Isso se deve a luta das entidades LGTBI que passaram anos reivindicando que a transexualidade é um transtorno de identidade de gênero, e saísse do compartimento das doenças mentais e entrasse no de comportamentos sexuais.
As questões sobre gênero e seus termos são muito confusas, e isso é mais estrutural do que particular. As pessoas estão fechadas a entender o que é novo, mas se abrir a subjetividade e a identidade feminina da travesti é um caminho que deve ser percorrido por todos nós.
Diariamente, mulheres trans são expostas a ameaças de morte, extorsão, assédio, violência física e verbal. Uma serie de atitudes, sentimentos ou ações negativas – transfobia – se materializam, por conta de uma intolerância iminente.
Em 2017, a taxa de homicídios de pessoas transexuais foi a maior registrada nos últimos dez anos.

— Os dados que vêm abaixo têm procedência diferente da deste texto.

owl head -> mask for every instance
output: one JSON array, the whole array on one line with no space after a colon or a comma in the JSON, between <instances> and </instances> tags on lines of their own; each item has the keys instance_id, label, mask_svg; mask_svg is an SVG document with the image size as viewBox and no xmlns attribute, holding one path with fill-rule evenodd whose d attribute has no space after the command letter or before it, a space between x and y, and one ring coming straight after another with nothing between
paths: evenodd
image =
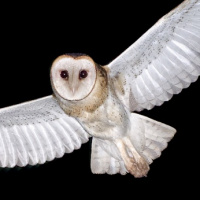
<instances>
[{"instance_id":1,"label":"owl head","mask_svg":"<svg viewBox=\"0 0 200 200\"><path fill-rule=\"evenodd\" d=\"M69 101L82 100L94 88L96 64L87 55L65 54L55 59L50 76L52 88L57 95Z\"/></svg>"}]
</instances>

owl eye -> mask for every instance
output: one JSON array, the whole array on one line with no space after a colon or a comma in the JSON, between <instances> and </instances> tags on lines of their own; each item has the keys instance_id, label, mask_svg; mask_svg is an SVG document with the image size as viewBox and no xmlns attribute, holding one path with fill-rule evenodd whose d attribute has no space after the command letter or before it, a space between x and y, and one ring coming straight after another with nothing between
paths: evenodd
<instances>
[{"instance_id":1,"label":"owl eye","mask_svg":"<svg viewBox=\"0 0 200 200\"><path fill-rule=\"evenodd\" d=\"M88 75L87 71L85 70L82 70L79 74L79 78L82 79L82 78L86 78Z\"/></svg>"},{"instance_id":2,"label":"owl eye","mask_svg":"<svg viewBox=\"0 0 200 200\"><path fill-rule=\"evenodd\" d=\"M68 71L67 70L61 71L60 76L61 76L61 78L67 79L68 78Z\"/></svg>"}]
</instances>

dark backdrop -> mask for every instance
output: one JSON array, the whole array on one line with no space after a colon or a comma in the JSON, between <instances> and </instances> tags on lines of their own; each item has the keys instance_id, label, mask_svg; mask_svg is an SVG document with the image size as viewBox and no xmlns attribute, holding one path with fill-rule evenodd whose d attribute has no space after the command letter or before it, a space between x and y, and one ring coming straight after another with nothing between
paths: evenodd
<instances>
[{"instance_id":1,"label":"dark backdrop","mask_svg":"<svg viewBox=\"0 0 200 200\"><path fill-rule=\"evenodd\" d=\"M2 5L0 107L52 93L49 69L52 61L68 52L90 55L107 64L138 39L181 0L104 3L76 1L46 4ZM172 100L142 114L169 124L177 134L162 156L151 165L147 178L131 175L93 175L91 141L80 150L41 166L0 170L1 194L56 199L96 198L111 195L134 199L195 194L199 179L200 82ZM162 196L158 194L161 192ZM50 195L49 195L50 194Z\"/></svg>"}]
</instances>

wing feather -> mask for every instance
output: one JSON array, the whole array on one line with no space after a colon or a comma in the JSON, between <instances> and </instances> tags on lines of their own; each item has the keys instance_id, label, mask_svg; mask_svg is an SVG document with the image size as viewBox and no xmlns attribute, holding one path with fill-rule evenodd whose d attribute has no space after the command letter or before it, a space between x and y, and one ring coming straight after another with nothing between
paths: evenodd
<instances>
[{"instance_id":1,"label":"wing feather","mask_svg":"<svg viewBox=\"0 0 200 200\"><path fill-rule=\"evenodd\" d=\"M152 109L189 87L200 75L199 0L185 0L108 67L114 85L125 80L125 95L116 94L131 111Z\"/></svg>"},{"instance_id":2,"label":"wing feather","mask_svg":"<svg viewBox=\"0 0 200 200\"><path fill-rule=\"evenodd\" d=\"M0 109L0 167L42 164L79 149L88 138L53 96Z\"/></svg>"}]
</instances>

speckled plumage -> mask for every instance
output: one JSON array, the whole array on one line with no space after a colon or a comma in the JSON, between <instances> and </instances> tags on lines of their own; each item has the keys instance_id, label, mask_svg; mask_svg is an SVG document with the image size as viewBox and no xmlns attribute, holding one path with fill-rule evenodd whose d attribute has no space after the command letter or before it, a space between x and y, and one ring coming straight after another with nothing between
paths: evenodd
<instances>
[{"instance_id":1,"label":"speckled plumage","mask_svg":"<svg viewBox=\"0 0 200 200\"><path fill-rule=\"evenodd\" d=\"M0 166L44 163L93 137L93 173L146 176L176 130L133 113L200 75L200 1L185 0L106 66L85 54L52 64L53 96L0 110Z\"/></svg>"}]
</instances>

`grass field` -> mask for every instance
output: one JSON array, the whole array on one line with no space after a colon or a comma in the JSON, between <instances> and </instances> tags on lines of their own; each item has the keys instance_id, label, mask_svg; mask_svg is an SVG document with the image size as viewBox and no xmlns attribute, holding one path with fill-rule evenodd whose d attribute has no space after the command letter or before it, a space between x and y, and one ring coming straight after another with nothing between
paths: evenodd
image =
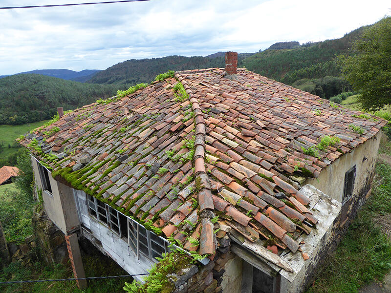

As motivações mais usuais dos atos de violência são o desprezo e/ou o sentimento de perda do controle e da propriedade sobre seus corpos – que desafiam a norma, comuns em sociedades marcadas pela associação de papéis discriminatórios ao feminino.
Essa é a realidade de um país onde a expectativa de vida de uma mulher trans é de 35 anos, ou seja, metade da média da população brasileira. Triste!
Nick se reafirma mulher trans todos os dias, e resiste com orgulho.
Trabalhos como esse chegam para enfatizar a diversidade. A representatividade é fundamental para o resgate dos seus espaços, e se tratando de um projeto sobre mulheres, suas histórias e lutas, eu não poderia deixar de incluir uma mulher trans.
A Estação dela é a quietude, um lugar onde a calma seja constante. Escolhemos um local distante, imerso a natureza.
Escolhi trabalhar com luz e sombras pontuais para remeter os dois estágios da sua vida, sendo a luz a descoberta da sua identidade de gênero.
Para Nick, parecia ser inalcançável se tornar mulher e hoje a mulher que se revela é a sua maior conquista. O maior motivo da sua luta hoje é disseminar conhecimento para que pessoas LGBTI não sofram com a falta de informação e ignorância alheia.
Dentre seus medos, ficar só é o mais presente.
Eu conheci uma mulher extremamente forte, apegada às suas convicções, emponderada e linda. E quis a inserir nesse contexto para lembrar que ela integra o meio, independente da forma. Em meio ao verde, ela é parte.
Foi diferente para mim a experiência de descrever em imagens uma mulher trans, e me sinto privilegiada pela entrega e sintonia que veio dela para mim. Éramos só nós duas, nos aventurando em cada pedaço daquele lugar, entre água, arvores e luz.
Um entendimento singular das duas partes e um respeito pelos limites de cada uma acontecendo constantemente.
Meu desejo é que a sua luta seja acolhida e seu ativismo valorizado.
Foi um prazer te conhecer de dentro pra fora.